Step 2）, when visual guidance car is travelled along grid to aiming station, the camera on visual guidance car collects net Lattice, and by the image feedback collected to processor, by X-axis of described image base, center line be that Y-axis sets up centre coordinate system, Obtain visual guidance car deviation distance D and deviation angle θ, the real-time deviation correcting for visual guidance car is controlled, described deviation away from Referred to from D with a distance from the center deviation Y-axis of grid, deviation angle θ refers to that grid deviates the angle of Y-axis；

Step 3）, when visual guidance car is by way of any station, camera collection station two-dimension code label and corresponding square locating piece, And by the image feedback collected to processor, processor is handled image, and controls four respectively by motor driver The individual Mecanum wheel fine setting visual guidance car being independently arranged, makes camera mounting cup four angular alignments, four square locating pieces, will Visual guidance car stops at predetermined station, realize visual guidance car station correction, meanwhile, obtain current station information and With the distance between adjacent stations information, visual guidance car continues to travel；

Step 4）, visual guidance car is when close to next station, the information that processor is stored according to upper station two-dimension code label, Control servo direct current motor to slow down by motor driver, and next station two-dimension code label is gathered and corresponding by camera Square locating piece, whether be aiming station, if next station is not aiming station if judging next station, visual guidance car carries out work Continue to travel to aiming station after the correction of position；If next station is aiming station, visual guidance car is set to stop at predetermined station.

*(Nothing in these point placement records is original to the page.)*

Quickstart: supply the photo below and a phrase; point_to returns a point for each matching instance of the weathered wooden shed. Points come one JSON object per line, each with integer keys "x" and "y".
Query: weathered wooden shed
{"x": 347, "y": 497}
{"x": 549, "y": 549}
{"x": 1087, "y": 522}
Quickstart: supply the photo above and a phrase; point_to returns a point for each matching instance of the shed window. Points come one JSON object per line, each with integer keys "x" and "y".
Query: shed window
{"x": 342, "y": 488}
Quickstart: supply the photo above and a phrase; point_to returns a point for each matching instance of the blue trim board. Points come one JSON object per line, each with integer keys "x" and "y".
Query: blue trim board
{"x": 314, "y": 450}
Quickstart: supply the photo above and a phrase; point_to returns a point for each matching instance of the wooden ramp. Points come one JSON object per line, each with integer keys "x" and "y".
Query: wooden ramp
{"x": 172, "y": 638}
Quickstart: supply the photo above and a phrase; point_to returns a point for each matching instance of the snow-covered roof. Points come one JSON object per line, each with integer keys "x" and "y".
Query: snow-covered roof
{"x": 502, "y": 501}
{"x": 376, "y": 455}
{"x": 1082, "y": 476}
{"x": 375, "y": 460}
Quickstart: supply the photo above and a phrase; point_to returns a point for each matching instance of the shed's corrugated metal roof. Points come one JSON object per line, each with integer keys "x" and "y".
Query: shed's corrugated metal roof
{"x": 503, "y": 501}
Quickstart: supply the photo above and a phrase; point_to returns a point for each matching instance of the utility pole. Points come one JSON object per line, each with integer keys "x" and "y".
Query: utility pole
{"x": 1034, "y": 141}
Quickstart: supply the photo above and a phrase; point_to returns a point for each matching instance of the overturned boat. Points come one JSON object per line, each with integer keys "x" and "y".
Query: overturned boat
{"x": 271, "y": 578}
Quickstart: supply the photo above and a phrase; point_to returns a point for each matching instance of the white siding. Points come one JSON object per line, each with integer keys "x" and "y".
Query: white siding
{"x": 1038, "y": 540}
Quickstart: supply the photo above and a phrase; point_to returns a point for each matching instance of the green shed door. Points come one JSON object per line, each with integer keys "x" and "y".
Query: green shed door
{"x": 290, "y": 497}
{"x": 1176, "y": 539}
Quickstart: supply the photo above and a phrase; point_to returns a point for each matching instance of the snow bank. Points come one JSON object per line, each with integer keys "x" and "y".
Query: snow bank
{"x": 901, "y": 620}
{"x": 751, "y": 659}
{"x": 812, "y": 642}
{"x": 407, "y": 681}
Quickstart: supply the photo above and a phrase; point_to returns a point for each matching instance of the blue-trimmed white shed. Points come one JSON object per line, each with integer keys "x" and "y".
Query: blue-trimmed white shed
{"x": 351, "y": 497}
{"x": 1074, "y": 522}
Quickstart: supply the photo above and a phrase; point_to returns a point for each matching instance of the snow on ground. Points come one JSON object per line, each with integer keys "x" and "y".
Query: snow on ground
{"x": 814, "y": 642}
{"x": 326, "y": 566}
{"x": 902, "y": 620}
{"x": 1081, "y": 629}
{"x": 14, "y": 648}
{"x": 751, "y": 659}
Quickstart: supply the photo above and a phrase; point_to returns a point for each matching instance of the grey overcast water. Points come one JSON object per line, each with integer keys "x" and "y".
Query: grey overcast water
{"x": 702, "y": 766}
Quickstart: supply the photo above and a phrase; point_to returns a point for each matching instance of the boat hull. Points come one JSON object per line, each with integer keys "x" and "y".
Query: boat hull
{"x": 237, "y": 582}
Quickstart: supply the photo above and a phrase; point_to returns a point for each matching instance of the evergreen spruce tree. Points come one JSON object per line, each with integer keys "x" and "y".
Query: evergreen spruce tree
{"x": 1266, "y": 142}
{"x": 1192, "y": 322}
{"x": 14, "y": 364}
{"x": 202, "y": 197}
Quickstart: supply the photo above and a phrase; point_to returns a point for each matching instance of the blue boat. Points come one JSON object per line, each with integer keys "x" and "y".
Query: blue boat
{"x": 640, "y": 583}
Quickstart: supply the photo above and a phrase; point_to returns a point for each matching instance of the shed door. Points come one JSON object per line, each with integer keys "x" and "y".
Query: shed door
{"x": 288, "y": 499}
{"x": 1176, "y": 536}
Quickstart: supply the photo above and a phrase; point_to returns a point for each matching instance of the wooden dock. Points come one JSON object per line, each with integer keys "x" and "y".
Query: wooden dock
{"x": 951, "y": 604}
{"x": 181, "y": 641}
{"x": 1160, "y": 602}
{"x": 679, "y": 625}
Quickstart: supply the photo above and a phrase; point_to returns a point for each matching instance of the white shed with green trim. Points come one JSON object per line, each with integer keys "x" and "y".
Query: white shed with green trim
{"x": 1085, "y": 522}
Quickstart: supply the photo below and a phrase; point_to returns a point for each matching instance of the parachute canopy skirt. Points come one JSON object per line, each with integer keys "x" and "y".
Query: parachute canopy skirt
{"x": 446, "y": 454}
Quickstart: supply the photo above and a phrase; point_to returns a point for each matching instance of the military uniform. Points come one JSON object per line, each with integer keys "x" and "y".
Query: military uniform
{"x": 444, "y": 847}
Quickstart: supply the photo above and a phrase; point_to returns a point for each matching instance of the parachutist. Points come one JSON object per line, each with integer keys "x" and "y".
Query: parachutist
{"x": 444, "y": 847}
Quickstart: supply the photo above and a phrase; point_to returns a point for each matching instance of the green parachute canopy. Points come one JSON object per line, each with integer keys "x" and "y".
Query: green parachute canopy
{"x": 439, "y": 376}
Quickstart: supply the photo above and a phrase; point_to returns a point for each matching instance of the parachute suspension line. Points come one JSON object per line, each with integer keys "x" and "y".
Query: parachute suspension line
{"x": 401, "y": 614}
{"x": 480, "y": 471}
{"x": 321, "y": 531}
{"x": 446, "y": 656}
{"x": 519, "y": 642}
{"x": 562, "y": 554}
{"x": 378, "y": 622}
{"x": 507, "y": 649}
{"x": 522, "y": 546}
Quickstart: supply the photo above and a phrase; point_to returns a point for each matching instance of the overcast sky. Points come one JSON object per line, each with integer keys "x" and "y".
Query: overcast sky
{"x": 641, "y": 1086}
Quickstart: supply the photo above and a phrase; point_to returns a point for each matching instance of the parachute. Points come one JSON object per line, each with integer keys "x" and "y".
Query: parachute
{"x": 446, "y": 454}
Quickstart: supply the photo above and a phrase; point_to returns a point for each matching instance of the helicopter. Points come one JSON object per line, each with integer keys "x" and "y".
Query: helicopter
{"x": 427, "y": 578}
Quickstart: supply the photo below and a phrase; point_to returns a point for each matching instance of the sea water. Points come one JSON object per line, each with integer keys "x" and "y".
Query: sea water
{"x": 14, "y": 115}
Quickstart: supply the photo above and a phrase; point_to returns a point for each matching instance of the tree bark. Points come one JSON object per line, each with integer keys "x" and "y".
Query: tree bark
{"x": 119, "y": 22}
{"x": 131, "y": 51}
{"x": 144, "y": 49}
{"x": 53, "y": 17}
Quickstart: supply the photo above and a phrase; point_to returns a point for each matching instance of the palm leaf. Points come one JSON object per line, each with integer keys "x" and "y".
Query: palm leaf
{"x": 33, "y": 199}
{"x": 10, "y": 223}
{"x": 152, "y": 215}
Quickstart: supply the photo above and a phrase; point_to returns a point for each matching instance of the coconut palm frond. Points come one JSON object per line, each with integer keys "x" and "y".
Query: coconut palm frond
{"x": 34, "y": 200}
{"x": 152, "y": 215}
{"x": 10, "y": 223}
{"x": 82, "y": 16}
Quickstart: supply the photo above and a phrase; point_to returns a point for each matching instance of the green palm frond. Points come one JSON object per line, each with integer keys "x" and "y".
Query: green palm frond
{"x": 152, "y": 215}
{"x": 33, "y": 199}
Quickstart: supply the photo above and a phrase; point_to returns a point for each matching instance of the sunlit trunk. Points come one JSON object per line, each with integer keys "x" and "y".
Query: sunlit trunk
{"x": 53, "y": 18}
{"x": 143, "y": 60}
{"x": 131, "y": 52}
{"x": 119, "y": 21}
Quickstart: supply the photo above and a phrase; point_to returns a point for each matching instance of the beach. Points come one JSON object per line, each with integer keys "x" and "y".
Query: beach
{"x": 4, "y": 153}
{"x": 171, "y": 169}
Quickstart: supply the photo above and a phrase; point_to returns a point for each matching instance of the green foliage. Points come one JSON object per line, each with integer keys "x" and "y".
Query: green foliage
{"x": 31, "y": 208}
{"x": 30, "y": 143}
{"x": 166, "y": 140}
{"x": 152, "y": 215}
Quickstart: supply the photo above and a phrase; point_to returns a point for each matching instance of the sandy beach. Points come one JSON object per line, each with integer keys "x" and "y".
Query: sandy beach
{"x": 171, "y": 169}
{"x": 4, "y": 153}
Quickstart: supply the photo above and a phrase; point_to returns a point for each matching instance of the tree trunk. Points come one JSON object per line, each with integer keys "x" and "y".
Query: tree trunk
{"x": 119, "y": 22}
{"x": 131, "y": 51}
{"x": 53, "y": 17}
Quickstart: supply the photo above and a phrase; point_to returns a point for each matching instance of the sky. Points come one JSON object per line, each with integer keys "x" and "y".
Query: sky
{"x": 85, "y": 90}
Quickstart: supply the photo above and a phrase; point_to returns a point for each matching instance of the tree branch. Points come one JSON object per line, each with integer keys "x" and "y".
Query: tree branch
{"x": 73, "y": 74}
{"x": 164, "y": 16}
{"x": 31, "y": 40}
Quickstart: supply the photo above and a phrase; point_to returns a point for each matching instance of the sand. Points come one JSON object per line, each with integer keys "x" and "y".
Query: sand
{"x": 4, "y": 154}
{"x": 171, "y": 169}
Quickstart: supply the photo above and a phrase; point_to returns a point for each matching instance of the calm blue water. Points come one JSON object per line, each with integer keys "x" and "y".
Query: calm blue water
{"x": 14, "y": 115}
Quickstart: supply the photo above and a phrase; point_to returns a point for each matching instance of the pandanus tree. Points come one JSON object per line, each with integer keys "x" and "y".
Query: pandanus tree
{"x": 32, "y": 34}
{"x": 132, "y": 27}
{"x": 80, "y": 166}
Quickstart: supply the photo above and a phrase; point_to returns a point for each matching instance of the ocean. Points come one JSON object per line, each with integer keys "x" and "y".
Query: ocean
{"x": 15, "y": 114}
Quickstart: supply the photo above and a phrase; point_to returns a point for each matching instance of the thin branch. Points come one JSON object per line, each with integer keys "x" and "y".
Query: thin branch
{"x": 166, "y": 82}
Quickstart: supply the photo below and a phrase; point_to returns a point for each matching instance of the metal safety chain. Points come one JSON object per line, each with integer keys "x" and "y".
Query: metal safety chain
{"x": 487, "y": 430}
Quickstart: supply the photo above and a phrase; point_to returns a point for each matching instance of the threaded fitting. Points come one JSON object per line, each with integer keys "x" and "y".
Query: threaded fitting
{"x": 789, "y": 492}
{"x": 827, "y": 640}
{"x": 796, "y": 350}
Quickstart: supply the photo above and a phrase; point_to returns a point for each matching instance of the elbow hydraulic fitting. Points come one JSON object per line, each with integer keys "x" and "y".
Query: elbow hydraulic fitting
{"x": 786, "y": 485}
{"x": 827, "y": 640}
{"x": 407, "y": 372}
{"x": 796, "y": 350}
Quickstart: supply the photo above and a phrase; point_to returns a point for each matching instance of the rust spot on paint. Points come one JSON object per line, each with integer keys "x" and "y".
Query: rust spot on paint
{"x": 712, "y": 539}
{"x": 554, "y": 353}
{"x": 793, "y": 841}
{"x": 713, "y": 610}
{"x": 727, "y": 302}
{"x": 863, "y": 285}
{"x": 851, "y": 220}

2. a kind of visual guidance car localization method based on Quick Response Code according to claim 1, it is characterised in that the net Black belt is provided with lattice.

3. a kind of visual guidance car using the visual guidance car localization method as claimed in claim 1 based on Quick Response Code, bag Include the car body of visual guidance car, it is characterised in that the front-end and back-end of the car body are provided with four Mikes being independently arranged and received Nurse wheel, Mecanum wheel is connected by decelerator with servo direct current motor, and servo direct current motor is connected with motor driver；It is described The bottom centre position of car body is provided with 30cm × 20cm × 30cm rectangular-shape camera mounting cup, camera mounting cup LED provided with camera and along camera circumferentially, the side of camera mounting cup is provided with Cortex-A9 processors, Cortex-A9 processors are communicated with camera, motor driver respectively by serial ports；

One and the matching used grid location system of visual guidance car, net are provided with the ground of the application places of visual guidance car Lattice alignment system includes grid and multiple station two-dimension code labels for being arranged on grid, and station two-dimension code label is stored with this work Position information and with the distance between adjacent stations information, the corner of station two-dimension code label is provided with four square locating pieces, four The rectangle that individual square locating piece is surrounded and camera mounting cup etc. are big.

4. a kind of visual guidance car of visual guidance car localization method based on Quick Response Code according to claim 3, it is special Levy and be, black belt is provided with the grid.